Closed pbochynski closed 2 years ago
@PK85 asked me to try locally and indeed, smctl
fails to login with the credentials
$ smctl login -a "$(jq --raw-output '.sm_url' creds.json)" --param subdomain=e2etestingscmigration --auth-flow client-credentials --client-id "$(jq --raw-output '.clientid' creds.json)" --client-secret "$(jq --raw-output '.clientsecret' creds.json)" -v
DEBU[0000] Sending request GET https://service-manager.cfapps.sap.hana.ondemand.com/v1/info?subdomain=e2etestingscmigration component="smclient/client.go:509" correlation_id=-
DEBU[0000] authenticator: oauth2: cannot fetch token: 401 Unauthorized
Response: {"error":"unauthorized","error_description":"Client Authentication failed."} component="oidc/oidc.go:74" correlation_id=-
DEBU[0000] oidc error: oauth2: cannot fetch token: 401 Unauthorized
Response: {"error":"unauthorized","error_description":"Client Authentication failed."} component="oidc/oidc.go:108" correlation_id=-
Error: could not login
Reason: auth error: Client Authentication failed.

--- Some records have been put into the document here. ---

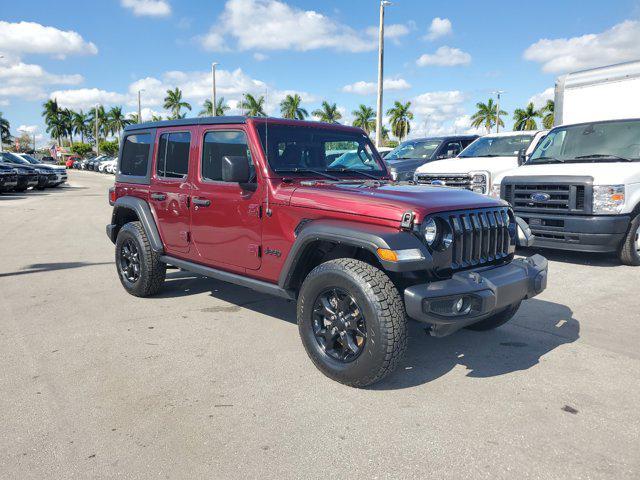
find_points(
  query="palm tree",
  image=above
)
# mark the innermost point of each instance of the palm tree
(5, 132)
(525, 119)
(253, 107)
(365, 118)
(548, 114)
(290, 108)
(117, 121)
(207, 111)
(486, 115)
(173, 102)
(328, 113)
(400, 119)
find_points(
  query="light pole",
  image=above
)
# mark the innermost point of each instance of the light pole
(213, 88)
(139, 106)
(383, 3)
(498, 93)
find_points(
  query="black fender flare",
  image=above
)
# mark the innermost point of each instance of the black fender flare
(355, 234)
(143, 212)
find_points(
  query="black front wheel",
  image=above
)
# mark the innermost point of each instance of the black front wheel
(352, 321)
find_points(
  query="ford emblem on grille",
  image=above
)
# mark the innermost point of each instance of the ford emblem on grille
(540, 197)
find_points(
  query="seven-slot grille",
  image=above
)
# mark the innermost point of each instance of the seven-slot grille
(561, 197)
(450, 180)
(479, 236)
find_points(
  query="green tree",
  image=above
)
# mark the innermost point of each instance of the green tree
(400, 119)
(5, 130)
(548, 114)
(252, 106)
(327, 113)
(174, 103)
(365, 118)
(486, 115)
(525, 118)
(81, 149)
(290, 108)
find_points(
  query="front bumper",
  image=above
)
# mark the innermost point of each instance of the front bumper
(484, 292)
(597, 233)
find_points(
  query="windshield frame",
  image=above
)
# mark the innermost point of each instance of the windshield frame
(586, 158)
(381, 173)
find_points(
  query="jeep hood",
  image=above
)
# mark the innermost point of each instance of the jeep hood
(494, 165)
(385, 200)
(603, 173)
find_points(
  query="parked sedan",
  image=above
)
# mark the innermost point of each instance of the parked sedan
(408, 156)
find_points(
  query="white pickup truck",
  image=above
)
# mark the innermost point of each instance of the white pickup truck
(478, 164)
(580, 189)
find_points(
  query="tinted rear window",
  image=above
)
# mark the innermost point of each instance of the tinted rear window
(135, 155)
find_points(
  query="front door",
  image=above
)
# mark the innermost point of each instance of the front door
(171, 188)
(226, 216)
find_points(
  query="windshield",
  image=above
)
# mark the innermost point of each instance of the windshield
(605, 141)
(507, 146)
(302, 149)
(411, 150)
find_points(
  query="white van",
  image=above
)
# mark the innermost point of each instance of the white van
(580, 189)
(478, 164)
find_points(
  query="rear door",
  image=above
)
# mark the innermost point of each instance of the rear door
(170, 186)
(225, 217)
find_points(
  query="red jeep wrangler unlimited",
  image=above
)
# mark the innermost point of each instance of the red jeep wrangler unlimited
(307, 211)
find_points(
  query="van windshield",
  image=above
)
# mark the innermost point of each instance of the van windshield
(507, 146)
(617, 141)
(310, 150)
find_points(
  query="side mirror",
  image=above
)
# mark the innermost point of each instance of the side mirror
(235, 169)
(522, 157)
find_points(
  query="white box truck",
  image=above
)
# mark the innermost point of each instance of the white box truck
(580, 188)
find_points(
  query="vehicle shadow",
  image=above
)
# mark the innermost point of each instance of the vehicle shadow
(576, 258)
(51, 267)
(537, 329)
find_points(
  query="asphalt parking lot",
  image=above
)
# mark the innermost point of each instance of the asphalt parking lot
(210, 380)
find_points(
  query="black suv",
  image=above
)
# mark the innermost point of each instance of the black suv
(408, 156)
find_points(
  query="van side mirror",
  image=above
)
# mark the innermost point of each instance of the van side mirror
(235, 169)
(522, 157)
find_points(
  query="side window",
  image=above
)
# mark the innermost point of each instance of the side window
(173, 155)
(219, 144)
(135, 155)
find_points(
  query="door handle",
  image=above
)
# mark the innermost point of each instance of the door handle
(201, 202)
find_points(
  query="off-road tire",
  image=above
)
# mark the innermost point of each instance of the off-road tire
(382, 308)
(152, 270)
(496, 320)
(628, 253)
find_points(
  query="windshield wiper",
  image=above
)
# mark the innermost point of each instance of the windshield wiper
(307, 170)
(348, 170)
(602, 156)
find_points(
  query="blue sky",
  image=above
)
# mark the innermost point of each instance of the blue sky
(442, 56)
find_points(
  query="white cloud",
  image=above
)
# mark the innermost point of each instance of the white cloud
(540, 99)
(148, 8)
(618, 44)
(30, 37)
(369, 88)
(276, 25)
(439, 27)
(445, 57)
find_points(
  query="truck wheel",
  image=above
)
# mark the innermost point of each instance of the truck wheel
(352, 321)
(141, 272)
(496, 320)
(630, 250)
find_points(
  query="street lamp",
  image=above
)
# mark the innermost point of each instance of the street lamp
(383, 3)
(497, 93)
(213, 88)
(139, 106)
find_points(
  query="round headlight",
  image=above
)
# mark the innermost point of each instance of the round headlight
(430, 231)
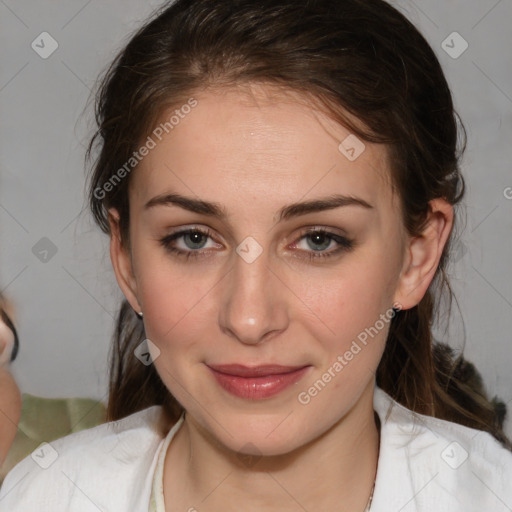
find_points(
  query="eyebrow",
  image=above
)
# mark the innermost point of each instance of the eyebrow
(293, 210)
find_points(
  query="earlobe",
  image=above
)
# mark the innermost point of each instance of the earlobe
(423, 255)
(122, 262)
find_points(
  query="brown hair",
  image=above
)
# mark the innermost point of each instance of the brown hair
(357, 56)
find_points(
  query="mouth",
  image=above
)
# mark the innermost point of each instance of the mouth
(256, 382)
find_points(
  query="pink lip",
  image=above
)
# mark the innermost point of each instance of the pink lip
(256, 382)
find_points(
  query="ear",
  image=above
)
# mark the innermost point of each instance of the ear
(122, 261)
(423, 254)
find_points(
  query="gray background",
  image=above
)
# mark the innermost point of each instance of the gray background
(66, 300)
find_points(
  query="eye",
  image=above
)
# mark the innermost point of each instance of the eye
(315, 242)
(189, 243)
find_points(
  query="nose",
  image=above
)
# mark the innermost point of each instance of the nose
(253, 305)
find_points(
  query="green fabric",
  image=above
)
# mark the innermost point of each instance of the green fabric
(46, 419)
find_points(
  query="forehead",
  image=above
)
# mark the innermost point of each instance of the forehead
(259, 142)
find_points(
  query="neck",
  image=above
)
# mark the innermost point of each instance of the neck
(333, 472)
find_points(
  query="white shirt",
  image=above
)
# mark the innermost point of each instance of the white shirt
(425, 464)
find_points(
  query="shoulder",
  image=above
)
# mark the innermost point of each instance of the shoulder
(438, 464)
(105, 465)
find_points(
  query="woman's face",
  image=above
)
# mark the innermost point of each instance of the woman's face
(253, 285)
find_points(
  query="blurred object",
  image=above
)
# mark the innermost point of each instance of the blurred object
(46, 419)
(10, 398)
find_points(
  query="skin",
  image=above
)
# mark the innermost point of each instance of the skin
(10, 396)
(254, 150)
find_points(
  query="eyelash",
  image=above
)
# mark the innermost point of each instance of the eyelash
(344, 243)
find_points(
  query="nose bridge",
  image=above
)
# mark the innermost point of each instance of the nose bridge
(252, 305)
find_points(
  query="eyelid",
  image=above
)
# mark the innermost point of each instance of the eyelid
(335, 234)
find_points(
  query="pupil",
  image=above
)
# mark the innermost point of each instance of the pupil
(195, 238)
(320, 239)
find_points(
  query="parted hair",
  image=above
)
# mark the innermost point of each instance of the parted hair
(369, 68)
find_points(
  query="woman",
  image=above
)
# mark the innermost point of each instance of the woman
(10, 397)
(278, 180)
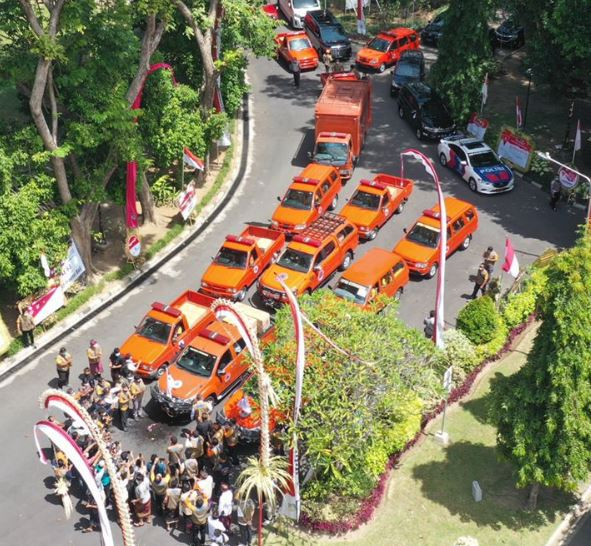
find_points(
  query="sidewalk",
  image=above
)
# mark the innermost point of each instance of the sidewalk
(429, 496)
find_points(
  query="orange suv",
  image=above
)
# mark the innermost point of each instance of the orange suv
(420, 245)
(385, 49)
(311, 258)
(378, 273)
(309, 196)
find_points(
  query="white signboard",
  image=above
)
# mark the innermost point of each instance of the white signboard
(72, 267)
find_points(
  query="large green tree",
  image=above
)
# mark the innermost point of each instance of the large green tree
(543, 412)
(464, 49)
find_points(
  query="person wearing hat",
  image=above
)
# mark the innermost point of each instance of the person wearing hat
(95, 357)
(63, 363)
(481, 281)
(25, 326)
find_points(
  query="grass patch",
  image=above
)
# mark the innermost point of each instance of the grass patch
(429, 499)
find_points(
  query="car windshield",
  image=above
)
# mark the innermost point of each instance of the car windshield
(197, 362)
(298, 199)
(154, 330)
(379, 44)
(486, 159)
(351, 291)
(424, 235)
(296, 261)
(299, 44)
(300, 4)
(365, 200)
(229, 257)
(410, 70)
(332, 35)
(333, 152)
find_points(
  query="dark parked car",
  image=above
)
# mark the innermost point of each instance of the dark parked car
(425, 111)
(510, 34)
(325, 32)
(410, 68)
(432, 33)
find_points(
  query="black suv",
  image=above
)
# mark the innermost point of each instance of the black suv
(425, 111)
(325, 32)
(432, 33)
(409, 68)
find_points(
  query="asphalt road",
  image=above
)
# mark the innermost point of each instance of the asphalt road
(283, 116)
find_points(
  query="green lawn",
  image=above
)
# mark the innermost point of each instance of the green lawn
(429, 499)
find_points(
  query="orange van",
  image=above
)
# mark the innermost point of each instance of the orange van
(420, 245)
(385, 49)
(378, 273)
(310, 195)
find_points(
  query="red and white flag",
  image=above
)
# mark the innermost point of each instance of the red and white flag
(192, 160)
(518, 115)
(511, 264)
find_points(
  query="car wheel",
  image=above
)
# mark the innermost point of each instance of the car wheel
(466, 242)
(346, 261)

maybe something in SM has changed and they stopped supporting this auth workflow?
hmm, looks like bindings for the SM instance got removed, I guess we will need new binding then..
getting 401 even with new creds, contacted @michal-keidar for ideas to address this
I recommend that you open an NGPBUG ticket to the dev team (component “Service Manager”). They have made some changes recently due to Crown Jewles so they will be able to investigate and assist.
here is the ticket https://jtrack.wdf.sap.corp/browse/NGPBUG-172313
Status: ticket created for SM team, still noone assigned on their side. Bumped NGPBUG ticket priority to critical.
Status: we resolved the issue with SM Instance binding. Now the test pipeline is failing because of random behavior of sm-proxy. In the test we are trying to provision 3 Service Instances from SM, but not all Service Brokers are present in the cluster. Depending on the test run, we see 1 or 2 random Service Brokers from SM, but not all required 3 and that's what we are trying to resolve now.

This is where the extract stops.